In human^10,11 and veterinary medicine, thoracic ultrasonography has been increasingly used as a diagnostic tool, as well as to monitor clinical outcomes on individual patients. In particular, a number of scientific papers have been published regarding the application of thoracic ultrasonography in pets, ruminants, and horses.^12-17 To the best of our knowledge, limited data are currently available about thoracic ultrasonography in pigs under field conditions, with only a few reports dealing with experimental investigations.^18-20 Overall, the present study indicates that ultrasonography is effective to discriminate between healthy and diseased lungs with EP-like lesions showing an easily recognizable appearance. In our opinion, the main strengths of thoracic ultrasonography include:

• Ultrasonography is considered safe both for investigators and for pigs.
• It is inexpensive, as ultrasound transducers are commonly available on pig farms where they are routinely used to detect pregnancy. When the same ultrasound equipment is used at different herd sites, it is essential to comply with biosecurity measures to avoid the spread of pathogens.
• Thoracic ultrasonography could be useful to evaluate the main features of lung lesions (ie, extent, involvement of cranio-ventral vs dorsal-caudal areas, unilateral vs bilateral distribution, absence vs presence of pleuritis), which are needed to better address the diagnostic approach and a rational and effective treatment.

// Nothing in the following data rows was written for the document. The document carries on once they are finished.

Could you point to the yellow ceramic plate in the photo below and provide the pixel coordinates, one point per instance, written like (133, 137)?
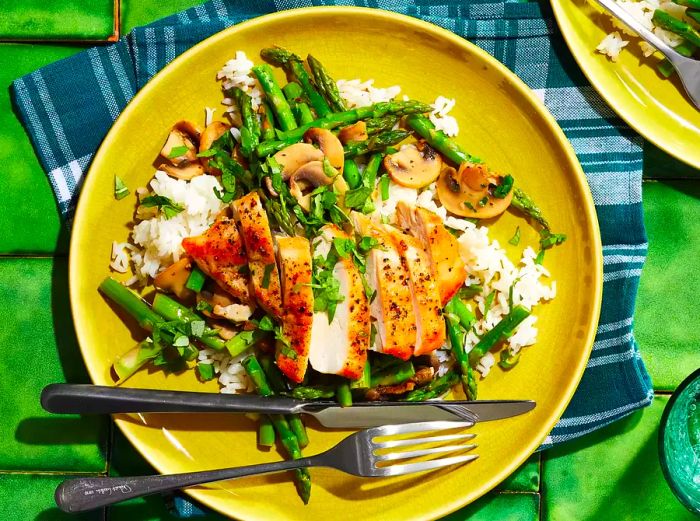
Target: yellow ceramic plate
(501, 120)
(655, 107)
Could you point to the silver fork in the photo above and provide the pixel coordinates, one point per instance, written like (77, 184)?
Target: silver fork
(356, 455)
(688, 69)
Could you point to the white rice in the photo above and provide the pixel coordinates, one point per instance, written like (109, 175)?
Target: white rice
(158, 240)
(643, 12)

The main weaknesses of thoracic ultrasonography that should be considered include:

• Accurate interpretation of the ultra- sonographic patterns requires targeted professional training even though image acquisition is relatively easy. For example, severe pleuritis and pericarditis, as observed in Glasser’s disease affected pigs, can be very easily identified by ultrasonography, while the detection of virus-induced interstitial pneumonia, although possible, requires more focused skills.
• Because of the reverberation artefacts, thoracic ultrasonography can only detect disease conditions reaching the pleural surface, thus overlooking deeper lesions (eg, abscesses fully embedded within the lung parenchyma).
• Thoracic ultrasonography could be time-consuming in large pig farms where a high number of animals should be investigated to have a suitable sample size. As a consequence, this tool may not be routinely used to determine EP prevalence.
• Thoracic ultrasonography often provides a presumptive diagnosis, which should be confirmed by further laboratory investigations. This is crucial for proper management of PRDC through vaccination strategy or to select the most effective antimicrobial.
• Thoracic ultrasonography is less accurate and should not replace post-mortem investigations, even under the best conditions. Moreover, post-mortem changes (eg, reduction of pulmonary air content) make the interpretation of ultrasonograms more challenging and could provide false positive results, especially when ultrasonography occurs several hours after death.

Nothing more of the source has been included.